Тигр снегов. Неприкосновенная Канченджанга - Норгей Тенцинг
Так кончилась еще одна экспедиция. Случай с Вангди Норбу был очень тяжелым. Возвращение оказалось трудным. Зато все остальное сложилось благоприятно, лучшего нельзя было и требовать от горной экспедиции; мы не только совершили успешные восхождения, но и испытали при этом большое удовольствие. Швейцарцы пришлись мне очень по душе. Несмотря на языковые трудности, я чувствовал к ним особую близость и думал о них не как о господах и работодателях, а как о друзьях. Такие взаимоотношения сохранились у меня со швейцарцами и в дальнейшем.
Наша экспедиция положила начало не только дружбе, но и одной романтической истории, которая шесть лет спустя заставила меня испытать минутное замешательство. Когда я попал в Швейцарию в 1953 году после взятия Эвереста, друзья очень тепло встретили меня на аэродроме.
— Comment ça va? Wie gehts? — спросил я на своем самом лучшем франко-немецком языке. — Как поживаете, господин Рох, господин Диттерт, господин Гравен, господин Суттер, госпожа Лон… — Здесь я замялся. Возможно, даже покраснел. — Я хотел сказать, госпожа Суттер, — поправился я.

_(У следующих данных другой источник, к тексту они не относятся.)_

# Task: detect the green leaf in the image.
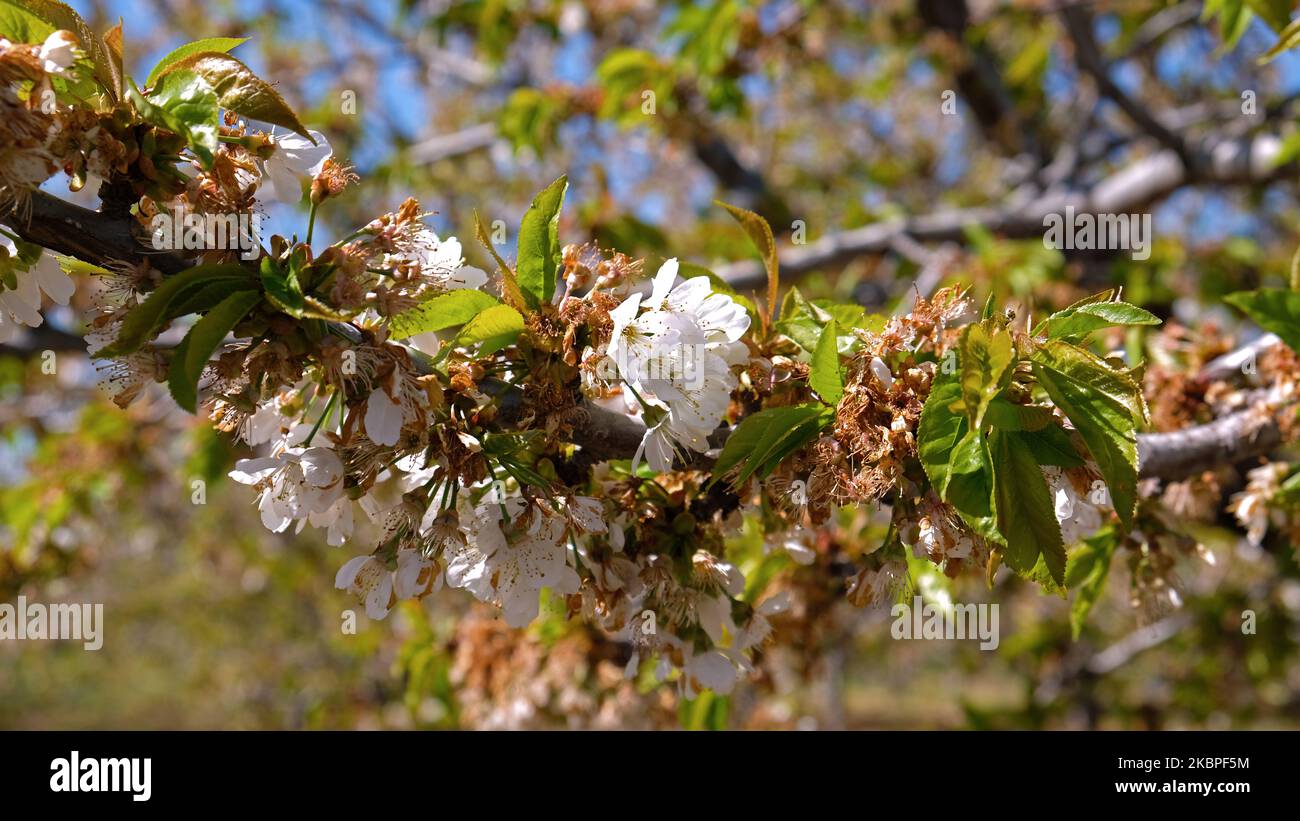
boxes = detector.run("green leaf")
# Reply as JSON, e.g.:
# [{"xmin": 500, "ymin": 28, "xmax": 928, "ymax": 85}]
[
  {"xmin": 163, "ymin": 272, "xmax": 251, "ymax": 321},
  {"xmin": 736, "ymin": 408, "xmax": 835, "ymax": 486},
  {"xmin": 515, "ymin": 177, "xmax": 568, "ymax": 308},
  {"xmin": 714, "ymin": 200, "xmax": 781, "ymax": 333},
  {"xmin": 131, "ymin": 71, "xmax": 221, "ymax": 168},
  {"xmin": 95, "ymin": 262, "xmax": 256, "ymax": 359},
  {"xmin": 55, "ymin": 256, "xmax": 111, "ymax": 277},
  {"xmin": 712, "ymin": 405, "xmax": 822, "ymax": 485},
  {"xmin": 14, "ymin": 0, "xmax": 122, "ymax": 103},
  {"xmin": 389, "ymin": 288, "xmax": 501, "ymax": 339},
  {"xmin": 1065, "ymin": 527, "xmax": 1119, "ymax": 639},
  {"xmin": 917, "ymin": 372, "xmax": 969, "ymax": 499},
  {"xmin": 944, "ymin": 433, "xmax": 1006, "ymax": 544},
  {"xmin": 1223, "ymin": 288, "xmax": 1300, "ymax": 352},
  {"xmin": 984, "ymin": 396, "xmax": 1052, "ymax": 430},
  {"xmin": 1040, "ymin": 301, "xmax": 1160, "ymax": 342},
  {"xmin": 988, "ymin": 430, "xmax": 1065, "ymax": 585},
  {"xmin": 144, "ymin": 38, "xmax": 248, "ymax": 87},
  {"xmin": 809, "ymin": 320, "xmax": 844, "ymax": 408},
  {"xmin": 159, "ymin": 51, "xmax": 316, "ymax": 145},
  {"xmin": 475, "ymin": 210, "xmax": 528, "ymax": 310},
  {"xmin": 961, "ymin": 325, "xmax": 1015, "ymax": 430},
  {"xmin": 168, "ymin": 291, "xmax": 261, "ymax": 413},
  {"xmin": 1031, "ymin": 340, "xmax": 1141, "ymax": 527},
  {"xmin": 1021, "ymin": 425, "xmax": 1083, "ymax": 468},
  {"xmin": 261, "ymin": 256, "xmax": 307, "ymax": 320},
  {"xmin": 451, "ymin": 305, "xmax": 524, "ymax": 356},
  {"xmin": 0, "ymin": 0, "xmax": 56, "ymax": 43}
]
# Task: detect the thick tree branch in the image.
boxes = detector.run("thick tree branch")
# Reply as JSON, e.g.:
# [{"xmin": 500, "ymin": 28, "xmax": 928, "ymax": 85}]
[{"xmin": 0, "ymin": 191, "xmax": 191, "ymax": 274}]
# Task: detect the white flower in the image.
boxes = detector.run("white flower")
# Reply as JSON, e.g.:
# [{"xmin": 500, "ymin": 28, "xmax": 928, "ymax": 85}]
[
  {"xmin": 447, "ymin": 496, "xmax": 581, "ymax": 627},
  {"xmin": 1227, "ymin": 462, "xmax": 1291, "ymax": 547},
  {"xmin": 230, "ymin": 447, "xmax": 351, "ymax": 533},
  {"xmin": 1043, "ymin": 465, "xmax": 1102, "ymax": 546},
  {"xmin": 606, "ymin": 294, "xmax": 677, "ymax": 387},
  {"xmin": 334, "ymin": 556, "xmax": 393, "ymax": 618},
  {"xmin": 564, "ymin": 496, "xmax": 608, "ymax": 533},
  {"xmin": 0, "ymin": 234, "xmax": 75, "ymax": 342},
  {"xmin": 243, "ymin": 396, "xmax": 285, "ymax": 446},
  {"xmin": 36, "ymin": 30, "xmax": 78, "ymax": 74},
  {"xmin": 632, "ymin": 405, "xmax": 714, "ymax": 473},
  {"xmin": 309, "ymin": 496, "xmax": 352, "ymax": 547},
  {"xmin": 364, "ymin": 387, "xmax": 402, "ymax": 446},
  {"xmin": 696, "ymin": 595, "xmax": 736, "ymax": 644},
  {"xmin": 646, "ymin": 259, "xmax": 749, "ymax": 346},
  {"xmin": 681, "ymin": 650, "xmax": 740, "ymax": 699},
  {"xmin": 261, "ymin": 130, "xmax": 334, "ymax": 203},
  {"xmin": 393, "ymin": 548, "xmax": 442, "ymax": 599},
  {"xmin": 618, "ymin": 260, "xmax": 749, "ymax": 472}
]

Потому что теперь они были женаты.
Глава девятая
В священную страну
1948 год не похож ни на один другой год в моей жизни. Я не ходил в этом году в горы, не участвовал в восхождениях, зато провел десять месяцев в Тибете, побывал в Лхасе и еще дальше. Жителям Запада Тибет известен как запретная страна, для буддистов же это священная страна, страна паломничества. Путешествие в Тибет, как и битва за Эверест, навсегда останется у меня в памяти.
Когда я вернулся из Гархвала, мои дела обстояли не лучше, чем раньше. Весь заработок ушел на то, чтобы добраться до Дарджилинга. С работой было очень туго. Экспедиций больше не намечалось; близилась осень, а за ней зима. Анг Ламу продолжала работать айя, но девочки Пем Пем и Нима росли, их нужно было кормить и одевать, а у нас редко хватало продуктов и одежды. «Что же делать? — думал я с горечью. — Съесть мою медаль?» Теще становилось все хуже и хуже, и в конце концов она умерла в возрасте семидесяти шести лет. Перед самой кончиной она протянула руку и благословила меня, сказав, что я был добр к ней и бог вознаградит меня, поможет исправить дела. Ее слова оправдались. Вскоре после смерти тещи наша жизнь стала понемногу налаживаться, и уже никогда больше нам не приходилось так трудно.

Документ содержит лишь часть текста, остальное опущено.